= John II of Nivelet =

John II of Nivelet (died 1316) is the name given in modern historiography to the last Baron of Nivelet in the Principality of Achaea, in Frankish Greece.

The Nivelet family had lost their original fief, the Barony of Geraki in the region of Lakonia, in the early 1260s to the Byzantine Empire, either in 1262, in exchange for the release of Prince William II of Villehardouin, taken captive by the Byzantines at the Battle of Pelagonia in 1259, or during the subsequent Byzantine offensives. Following the loss of Geraki, the family was compensated with new lands in Messenia and kept their baronial title, but the new "Barony of Nivelet" was no longer a distinct geographical entity, but apparently an assemblage of dispersed fiefs tied to his family.

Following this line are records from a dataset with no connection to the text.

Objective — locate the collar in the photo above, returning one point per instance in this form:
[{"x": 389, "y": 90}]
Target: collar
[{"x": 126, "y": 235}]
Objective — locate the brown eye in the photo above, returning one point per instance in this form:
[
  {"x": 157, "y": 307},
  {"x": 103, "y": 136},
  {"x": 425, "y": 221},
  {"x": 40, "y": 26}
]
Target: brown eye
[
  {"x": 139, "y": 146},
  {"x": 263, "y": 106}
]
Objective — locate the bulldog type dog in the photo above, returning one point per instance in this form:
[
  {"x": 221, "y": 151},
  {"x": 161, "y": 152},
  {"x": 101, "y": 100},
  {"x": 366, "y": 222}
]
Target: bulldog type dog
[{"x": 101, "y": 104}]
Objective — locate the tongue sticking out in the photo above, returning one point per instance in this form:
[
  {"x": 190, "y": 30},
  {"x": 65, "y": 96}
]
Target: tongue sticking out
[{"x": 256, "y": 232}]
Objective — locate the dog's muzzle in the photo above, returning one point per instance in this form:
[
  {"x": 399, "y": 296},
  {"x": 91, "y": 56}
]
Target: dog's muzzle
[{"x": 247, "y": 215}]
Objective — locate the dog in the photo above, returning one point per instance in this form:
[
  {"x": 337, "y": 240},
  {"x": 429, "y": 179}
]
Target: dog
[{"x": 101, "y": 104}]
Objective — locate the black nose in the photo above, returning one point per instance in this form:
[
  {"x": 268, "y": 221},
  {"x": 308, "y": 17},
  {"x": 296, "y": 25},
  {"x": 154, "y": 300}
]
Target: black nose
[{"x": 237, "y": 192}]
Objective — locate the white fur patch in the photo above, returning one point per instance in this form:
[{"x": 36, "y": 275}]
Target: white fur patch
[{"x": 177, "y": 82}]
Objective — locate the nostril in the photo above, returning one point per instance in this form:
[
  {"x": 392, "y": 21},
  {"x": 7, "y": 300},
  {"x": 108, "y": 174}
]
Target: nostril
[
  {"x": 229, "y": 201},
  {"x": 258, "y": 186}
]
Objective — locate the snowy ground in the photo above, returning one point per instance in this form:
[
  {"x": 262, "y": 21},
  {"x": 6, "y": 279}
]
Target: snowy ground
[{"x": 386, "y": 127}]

John II is not attested by name in the sources; his name is a conjecture by the 19th-century medievalist Karl Hopf, which has since been repeated in several works dealing with the period. It is only known that in 1315–16 the then Baron of Nivelet supported Ferdinand of Majorca's attempt to claim the Principality of Achaea against Princess Matilda of Hainaut and her husband Louis of Burgundy. After Ferdinand was defeated and killed at the Battle of Manolada in July 1316, the Baron of Nivelet was executed by Louis of Burgundy, and his lands were given to one of Louis' Burgundian followers, Dreux of Charny.